Jeremy Williams: Well, I think like we said on the call, look, we feel very confident where our Vietnam business is at the moment. The government's obviously taking a lot of measures to stimulate demand in the market, which is encouraging. I think if you look at interest rates, they are at multi-year lows. Clearly, consumer demand has come back strongly post the lunar New Year holiday period. So look, the market is positioned well. We're also taking this time to also focus internally. I mentioned the sort of the business transformation that we announced in Q1. So that's going to really strengthen our go-to-market, allow us to serve our customers better, to have a much more streamlined go-to-market, so that when that market does improve, we're going to be very well positioned to take advantage of the growth opportunities that a market like Vietnam really does So again, we feel as though the business is in a good position. We're seeing some positive signals and we're really encouraged about the year ahead.

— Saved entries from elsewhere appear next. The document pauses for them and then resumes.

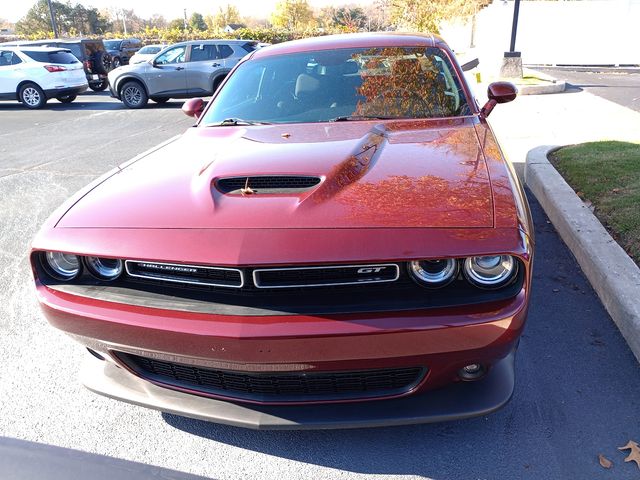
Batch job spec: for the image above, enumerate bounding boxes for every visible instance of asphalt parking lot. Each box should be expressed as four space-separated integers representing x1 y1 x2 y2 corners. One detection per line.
1 91 640 480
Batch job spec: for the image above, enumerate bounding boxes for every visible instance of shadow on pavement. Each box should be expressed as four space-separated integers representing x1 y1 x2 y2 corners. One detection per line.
161 192 640 479
0 437 213 480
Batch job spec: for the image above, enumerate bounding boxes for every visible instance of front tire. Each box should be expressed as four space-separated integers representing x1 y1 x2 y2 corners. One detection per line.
19 83 46 109
120 81 148 109
112 57 121 69
89 80 108 92
56 94 77 104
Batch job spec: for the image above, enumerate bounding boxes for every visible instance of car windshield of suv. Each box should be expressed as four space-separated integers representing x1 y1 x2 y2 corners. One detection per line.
202 46 470 125
138 45 162 55
103 40 122 50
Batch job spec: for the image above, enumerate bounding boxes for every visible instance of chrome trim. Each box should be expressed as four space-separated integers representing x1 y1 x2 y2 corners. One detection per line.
124 260 244 288
252 263 400 289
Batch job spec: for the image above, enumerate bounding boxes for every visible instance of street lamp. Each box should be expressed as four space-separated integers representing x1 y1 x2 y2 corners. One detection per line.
500 0 523 79
46 0 59 38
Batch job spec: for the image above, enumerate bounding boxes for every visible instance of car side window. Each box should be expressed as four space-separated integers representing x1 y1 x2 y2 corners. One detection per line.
218 45 234 59
0 51 15 67
11 53 22 65
190 44 218 62
155 46 186 65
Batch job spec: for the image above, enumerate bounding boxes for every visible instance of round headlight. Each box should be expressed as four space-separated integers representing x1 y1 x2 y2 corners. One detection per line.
44 251 81 280
85 257 123 281
409 258 458 288
463 255 517 288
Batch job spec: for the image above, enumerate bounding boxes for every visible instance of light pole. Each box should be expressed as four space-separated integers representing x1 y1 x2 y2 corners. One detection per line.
46 0 59 37
500 0 523 78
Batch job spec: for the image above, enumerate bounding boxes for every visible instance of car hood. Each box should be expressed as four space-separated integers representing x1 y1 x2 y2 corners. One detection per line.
57 117 495 229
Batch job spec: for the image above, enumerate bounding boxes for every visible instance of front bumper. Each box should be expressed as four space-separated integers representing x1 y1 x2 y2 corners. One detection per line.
83 350 516 430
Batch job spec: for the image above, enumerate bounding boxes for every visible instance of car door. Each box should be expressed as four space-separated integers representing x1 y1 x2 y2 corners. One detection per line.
0 50 24 97
144 44 188 96
184 43 224 96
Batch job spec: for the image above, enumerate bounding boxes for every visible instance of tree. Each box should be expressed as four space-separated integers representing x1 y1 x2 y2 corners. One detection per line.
390 0 491 33
271 0 315 30
146 14 167 29
206 4 241 30
332 7 367 30
168 18 185 30
16 0 108 35
189 12 206 31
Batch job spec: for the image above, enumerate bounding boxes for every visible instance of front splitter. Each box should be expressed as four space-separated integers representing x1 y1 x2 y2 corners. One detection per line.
81 352 515 430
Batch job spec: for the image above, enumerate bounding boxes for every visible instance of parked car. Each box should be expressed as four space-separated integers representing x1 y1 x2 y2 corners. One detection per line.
0 46 87 108
1 38 112 91
128 44 166 64
107 39 259 108
31 33 532 429
103 38 142 68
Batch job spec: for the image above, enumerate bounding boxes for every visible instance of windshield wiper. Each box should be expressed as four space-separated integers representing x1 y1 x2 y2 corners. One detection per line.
330 115 397 122
209 118 272 126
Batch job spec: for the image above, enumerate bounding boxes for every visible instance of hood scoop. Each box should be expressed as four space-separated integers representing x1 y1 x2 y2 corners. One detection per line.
215 175 321 195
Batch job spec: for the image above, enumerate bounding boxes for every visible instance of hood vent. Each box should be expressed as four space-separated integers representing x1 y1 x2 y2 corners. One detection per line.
215 175 321 195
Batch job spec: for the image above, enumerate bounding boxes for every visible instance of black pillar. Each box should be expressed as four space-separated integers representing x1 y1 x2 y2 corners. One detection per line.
509 0 521 52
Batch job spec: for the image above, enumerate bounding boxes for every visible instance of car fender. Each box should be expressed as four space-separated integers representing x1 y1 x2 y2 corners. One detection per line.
15 79 44 97
113 73 149 96
210 70 231 92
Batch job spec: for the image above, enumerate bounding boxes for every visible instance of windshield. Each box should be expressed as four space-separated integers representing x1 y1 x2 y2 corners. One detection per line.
201 46 470 126
103 40 122 50
138 45 162 54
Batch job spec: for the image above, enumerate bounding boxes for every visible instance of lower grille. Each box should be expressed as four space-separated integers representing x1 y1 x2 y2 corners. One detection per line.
117 352 426 403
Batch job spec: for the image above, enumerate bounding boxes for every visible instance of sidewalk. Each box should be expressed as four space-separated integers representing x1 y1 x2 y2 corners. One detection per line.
471 82 640 173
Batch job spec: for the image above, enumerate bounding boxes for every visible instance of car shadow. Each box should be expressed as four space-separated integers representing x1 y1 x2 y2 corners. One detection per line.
0 99 185 112
0 437 213 480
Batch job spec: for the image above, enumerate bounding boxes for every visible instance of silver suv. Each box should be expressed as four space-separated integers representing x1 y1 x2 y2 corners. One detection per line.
107 40 258 108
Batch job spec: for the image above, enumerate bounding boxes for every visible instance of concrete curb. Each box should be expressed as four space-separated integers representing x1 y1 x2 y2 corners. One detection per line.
518 80 566 95
525 146 640 363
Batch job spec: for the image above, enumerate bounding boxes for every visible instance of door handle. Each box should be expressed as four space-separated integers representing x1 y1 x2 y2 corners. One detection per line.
175 66 185 71
211 63 221 67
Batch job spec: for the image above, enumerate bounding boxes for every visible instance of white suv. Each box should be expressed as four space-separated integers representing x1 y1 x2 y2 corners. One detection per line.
0 46 88 109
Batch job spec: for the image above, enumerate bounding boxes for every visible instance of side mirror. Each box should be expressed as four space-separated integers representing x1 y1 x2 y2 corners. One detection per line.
481 81 517 117
182 98 205 119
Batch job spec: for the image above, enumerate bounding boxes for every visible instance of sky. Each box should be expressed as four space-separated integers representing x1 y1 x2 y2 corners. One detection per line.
4 0 363 22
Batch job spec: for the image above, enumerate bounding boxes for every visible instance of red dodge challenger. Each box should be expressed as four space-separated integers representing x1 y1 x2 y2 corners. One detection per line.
31 33 533 429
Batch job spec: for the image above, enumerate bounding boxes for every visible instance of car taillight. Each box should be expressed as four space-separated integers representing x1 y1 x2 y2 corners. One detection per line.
44 65 66 72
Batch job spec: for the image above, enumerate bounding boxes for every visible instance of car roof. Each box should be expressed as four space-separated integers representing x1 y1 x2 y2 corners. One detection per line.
170 39 255 47
2 45 71 53
252 32 445 59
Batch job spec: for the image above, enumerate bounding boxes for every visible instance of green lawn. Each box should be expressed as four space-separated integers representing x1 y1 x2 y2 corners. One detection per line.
550 141 640 263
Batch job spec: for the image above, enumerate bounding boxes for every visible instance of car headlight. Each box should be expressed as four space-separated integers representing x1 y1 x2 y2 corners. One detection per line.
463 255 517 288
44 251 81 280
84 257 123 281
409 259 458 288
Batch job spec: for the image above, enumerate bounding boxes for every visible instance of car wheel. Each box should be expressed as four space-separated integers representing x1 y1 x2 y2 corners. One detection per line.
121 81 148 109
56 95 77 104
112 57 121 68
19 83 47 109
150 97 170 104
89 80 108 92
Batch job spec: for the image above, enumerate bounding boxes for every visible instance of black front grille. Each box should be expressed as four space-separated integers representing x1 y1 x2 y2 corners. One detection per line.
117 352 425 403
125 261 243 288
216 175 321 194
254 264 399 288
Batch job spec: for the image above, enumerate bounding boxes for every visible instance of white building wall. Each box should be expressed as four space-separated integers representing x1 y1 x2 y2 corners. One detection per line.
440 0 640 67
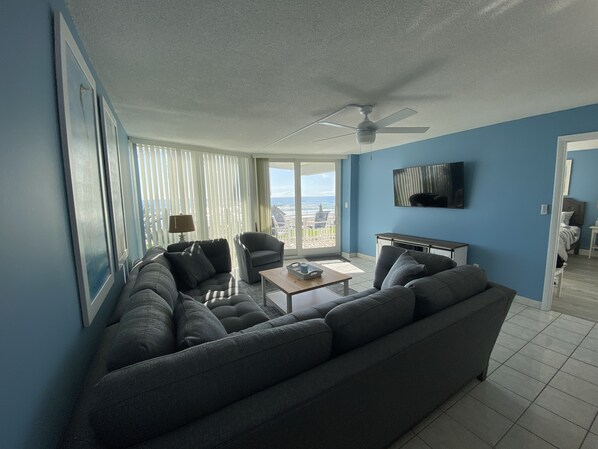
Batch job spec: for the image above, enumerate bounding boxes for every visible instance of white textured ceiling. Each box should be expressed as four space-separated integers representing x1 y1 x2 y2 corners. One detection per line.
66 0 598 155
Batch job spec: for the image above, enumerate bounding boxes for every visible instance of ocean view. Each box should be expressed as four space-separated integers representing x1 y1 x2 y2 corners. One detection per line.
271 195 335 216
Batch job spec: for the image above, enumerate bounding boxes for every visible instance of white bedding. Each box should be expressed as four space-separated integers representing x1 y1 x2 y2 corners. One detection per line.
558 223 580 261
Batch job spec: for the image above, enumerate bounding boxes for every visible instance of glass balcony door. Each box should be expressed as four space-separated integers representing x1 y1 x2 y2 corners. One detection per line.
269 160 339 257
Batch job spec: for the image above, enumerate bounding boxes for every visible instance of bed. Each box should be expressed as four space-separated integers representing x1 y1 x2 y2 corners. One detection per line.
558 197 585 261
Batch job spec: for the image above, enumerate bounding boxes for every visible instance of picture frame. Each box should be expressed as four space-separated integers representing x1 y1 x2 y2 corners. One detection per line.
100 97 128 268
54 12 115 327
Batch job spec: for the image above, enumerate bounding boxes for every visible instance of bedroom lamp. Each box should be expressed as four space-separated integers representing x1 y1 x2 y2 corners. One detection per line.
168 214 195 242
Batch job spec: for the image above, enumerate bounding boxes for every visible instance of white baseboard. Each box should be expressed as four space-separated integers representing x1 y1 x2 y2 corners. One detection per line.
356 252 376 262
578 249 590 256
342 251 358 259
514 295 541 309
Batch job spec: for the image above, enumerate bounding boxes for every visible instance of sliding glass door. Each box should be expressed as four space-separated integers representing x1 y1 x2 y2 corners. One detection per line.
269 160 339 256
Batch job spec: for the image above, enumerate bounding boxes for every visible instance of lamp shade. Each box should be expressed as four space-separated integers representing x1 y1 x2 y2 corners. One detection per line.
168 214 195 233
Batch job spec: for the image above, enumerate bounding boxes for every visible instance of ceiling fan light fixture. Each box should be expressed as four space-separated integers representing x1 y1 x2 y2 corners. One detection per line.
357 129 375 145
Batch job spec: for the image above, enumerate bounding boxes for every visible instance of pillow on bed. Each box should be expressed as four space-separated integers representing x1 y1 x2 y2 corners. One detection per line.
561 211 574 225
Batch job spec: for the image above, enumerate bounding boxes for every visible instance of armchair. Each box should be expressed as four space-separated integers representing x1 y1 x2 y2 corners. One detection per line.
234 232 285 283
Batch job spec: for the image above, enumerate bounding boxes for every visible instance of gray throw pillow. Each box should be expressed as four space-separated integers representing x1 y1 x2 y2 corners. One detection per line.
381 251 427 289
174 293 228 349
164 242 216 289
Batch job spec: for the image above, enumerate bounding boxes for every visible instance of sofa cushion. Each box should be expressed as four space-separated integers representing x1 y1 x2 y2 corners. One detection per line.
381 251 427 289
374 246 457 289
325 286 415 354
106 290 176 372
173 293 227 349
130 263 178 310
407 265 488 320
164 242 216 290
204 294 269 332
90 319 332 448
241 288 378 332
168 238 232 274
136 246 172 272
183 272 237 302
250 249 281 266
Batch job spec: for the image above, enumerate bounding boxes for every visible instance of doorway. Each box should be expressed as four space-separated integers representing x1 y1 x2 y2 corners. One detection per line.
268 160 340 257
542 132 598 320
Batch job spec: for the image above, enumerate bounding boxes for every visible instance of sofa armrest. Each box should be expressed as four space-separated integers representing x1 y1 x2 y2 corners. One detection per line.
234 236 254 268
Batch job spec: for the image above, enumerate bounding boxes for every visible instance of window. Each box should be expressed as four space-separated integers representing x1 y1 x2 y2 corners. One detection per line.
134 142 252 262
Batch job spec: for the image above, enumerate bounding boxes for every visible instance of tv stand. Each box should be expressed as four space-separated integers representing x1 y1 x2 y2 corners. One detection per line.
376 233 468 266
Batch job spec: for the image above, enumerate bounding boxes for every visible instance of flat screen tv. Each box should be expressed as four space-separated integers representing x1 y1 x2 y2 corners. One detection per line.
393 162 464 208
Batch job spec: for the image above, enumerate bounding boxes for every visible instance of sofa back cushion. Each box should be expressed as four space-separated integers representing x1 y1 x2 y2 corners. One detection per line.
173 293 228 349
136 246 172 272
381 251 427 289
90 319 332 448
164 243 216 290
407 265 488 320
167 238 232 274
131 262 178 310
374 246 457 289
106 290 176 372
325 286 415 355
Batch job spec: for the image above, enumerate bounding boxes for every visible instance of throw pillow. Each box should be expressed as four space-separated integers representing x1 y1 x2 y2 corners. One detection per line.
173 293 228 349
381 251 427 289
164 242 216 290
561 211 574 225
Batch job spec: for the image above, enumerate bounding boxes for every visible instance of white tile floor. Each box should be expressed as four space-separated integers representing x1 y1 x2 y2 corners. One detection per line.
311 256 598 449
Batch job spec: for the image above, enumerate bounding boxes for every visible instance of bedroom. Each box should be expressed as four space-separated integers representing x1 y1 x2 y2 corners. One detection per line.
551 139 598 320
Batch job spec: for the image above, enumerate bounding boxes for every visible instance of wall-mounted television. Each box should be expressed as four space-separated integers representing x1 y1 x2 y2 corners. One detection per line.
393 162 464 208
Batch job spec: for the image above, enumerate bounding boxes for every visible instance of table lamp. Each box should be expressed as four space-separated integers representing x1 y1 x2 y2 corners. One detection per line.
168 214 195 242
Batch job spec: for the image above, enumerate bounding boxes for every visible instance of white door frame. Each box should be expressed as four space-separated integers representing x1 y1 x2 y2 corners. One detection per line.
542 131 598 310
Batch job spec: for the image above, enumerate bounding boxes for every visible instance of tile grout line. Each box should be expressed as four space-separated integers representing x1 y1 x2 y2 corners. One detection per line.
492 308 598 448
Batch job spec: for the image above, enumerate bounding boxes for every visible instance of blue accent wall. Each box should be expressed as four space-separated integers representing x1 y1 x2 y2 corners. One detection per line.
0 1 141 448
355 104 598 301
567 149 598 249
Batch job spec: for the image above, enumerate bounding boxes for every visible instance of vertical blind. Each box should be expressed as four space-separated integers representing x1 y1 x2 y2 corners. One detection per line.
134 142 252 261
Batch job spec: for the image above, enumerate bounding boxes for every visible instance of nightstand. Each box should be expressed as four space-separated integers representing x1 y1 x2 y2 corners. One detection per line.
590 226 598 259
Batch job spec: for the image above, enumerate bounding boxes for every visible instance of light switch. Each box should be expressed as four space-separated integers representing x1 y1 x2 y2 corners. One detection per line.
540 204 548 215
344 202 349 209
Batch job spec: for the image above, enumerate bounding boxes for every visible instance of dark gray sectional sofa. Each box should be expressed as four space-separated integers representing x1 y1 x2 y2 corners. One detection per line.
59 242 515 449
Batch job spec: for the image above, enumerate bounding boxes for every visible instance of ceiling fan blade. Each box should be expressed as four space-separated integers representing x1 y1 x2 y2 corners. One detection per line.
313 132 355 142
374 108 418 129
267 104 352 147
318 121 357 130
377 127 430 134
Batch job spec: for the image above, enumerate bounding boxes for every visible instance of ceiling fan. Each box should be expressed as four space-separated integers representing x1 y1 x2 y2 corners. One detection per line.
315 105 429 145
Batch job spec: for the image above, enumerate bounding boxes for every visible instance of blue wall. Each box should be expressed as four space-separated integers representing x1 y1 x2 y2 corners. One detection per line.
0 1 141 448
567 149 598 249
341 155 359 254
354 104 598 301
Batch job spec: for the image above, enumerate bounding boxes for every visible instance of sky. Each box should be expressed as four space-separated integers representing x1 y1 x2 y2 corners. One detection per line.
270 167 336 197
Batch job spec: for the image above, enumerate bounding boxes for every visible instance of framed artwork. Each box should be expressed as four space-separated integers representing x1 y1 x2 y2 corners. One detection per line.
55 12 115 327
100 97 128 268
564 159 572 196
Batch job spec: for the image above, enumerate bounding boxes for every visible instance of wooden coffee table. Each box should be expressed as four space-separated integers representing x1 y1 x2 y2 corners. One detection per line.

Nelson Cheung: Thanks. And then my last question is regarding the corporate cost. Since we have seen some sequential increase in the corporate cost, I’m wondering what would be the change between our corporate cost structure and what would be the trend going forward in order to achieve our adjusted EBITDA margin target. Thank you.

Joe Dische: Yeah, look, I think we're very well positioned from Q1 to achieve the EBITDA numbers that we've got on our forecast. Corporate costs are very much under control. They have – there is a sequential increase quarter-on-quarter and there's a number of sort of more, I suppose specific factors for that. But I think the trend really is the corporate cost as a percentage of revenue just keeps dropping. You noticed that year-on-year. So I think that's a real positive, and that's a reflection really of the leverage we're making. We've unashamedly invested in good technology, great people, in order to make the company success and set us up for continued high levels of revenue growth in the years to come, but we're definitely getting really good leverage out of that. And I would expect to see that corporate cost as a percentage of revenue continue to drop this year and into subsequent years as we gain that leverage and deliver more EBITDA.

Nelson Cheung: Okay, that's very helpful. Thank you.

Operator: [Operator Instructions] Seeing no more questions, that's going to conclude the Q&A session. I'll turn the conference back over to Jeremy for closing remarks.

Jeremy Williams: Thank you. We believe 2024 is a year of tremendous potential and opportunity. This will be a year where our solutions, insights and expertise play a bigger role in empowering our customers as we power communities to live, work and thrive in tomorrow's cities. We look forward to sharing our continued progress with you next quarter. Thank you all very much for joining us today. Goodbye.

Operator: All right, this concludes the conference call. Thank you for attending the presentation. You may now disconnect.